In a remarkably thought-provoking bulletin, the nationally respected Craver, Mathews, Smith group advises that direct marketers carefully pay attention—many shoot themselves in the foot by neglecting to do so—to four factors that determine the health of a promotion program:
Repeats from first-time customers
If any new account orders or donates again anemically, 1) You could be using the wrong list to acquire customers, 2) Your offer has run out of gas, or 3) Somehow, you have ticked off your expensively acquired first-timer. Fix.
Flashing yellow light: Craver, Mathews, Smith has developed hard numbers that show that a new customer or donor who takes much longer than two months to order or give again is only flirting with you, or, at any rate, will not respond to your existing promotional tactics—so test overhauling them.
Lists
You can’t optimize your account acquisition investment if you have not nailed down who your best customers are and where you found them.
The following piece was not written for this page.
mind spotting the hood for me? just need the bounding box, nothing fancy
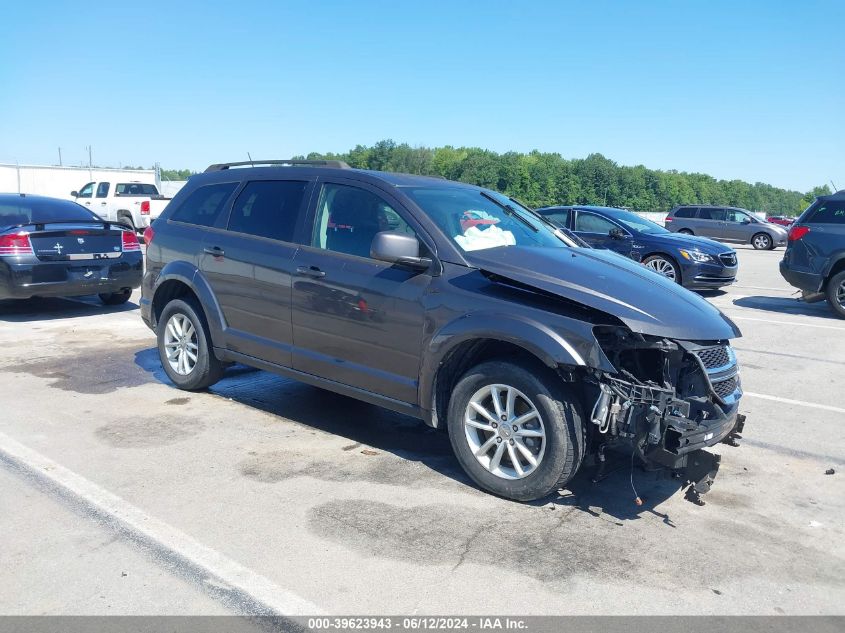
[646,232,731,254]
[465,246,741,341]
Why? Some lists look like Return On Investment winners at first. However, many of them do not generate long-lasting high-value donors. If you look at your mail results with a properly analytical eye, you likely can determine lists that look too costly at first glance, yet bring home much more net profit. 4 True mailing-list bargains are as rare as dragons’ teeth.
Yield
Rank every element of your promotional program, starting with a 100 index number for your mainstay (probably, direct mail) by 1) Cost and 2) Income. At a glance you will be able to see where your budget is going and the sources of your income. If your indexes match, you are home free. If they do not match, adjust your promotion program.
Incremental revenue
Craver, Mathews, Smith wants “everybody to raise lots of money.” However, CMS urges caution, especially when it comes to fads. Its consultants fret that few advertisers track results to see if they truly are tapping into new, incremental funds sources, or if their respondents are only “channel swapping’”— switching, for instance, from direct mail to the Internet.
“If you don’t know,” CMS asks, “how can you possibly be making prudent allocations of your marketing resources?”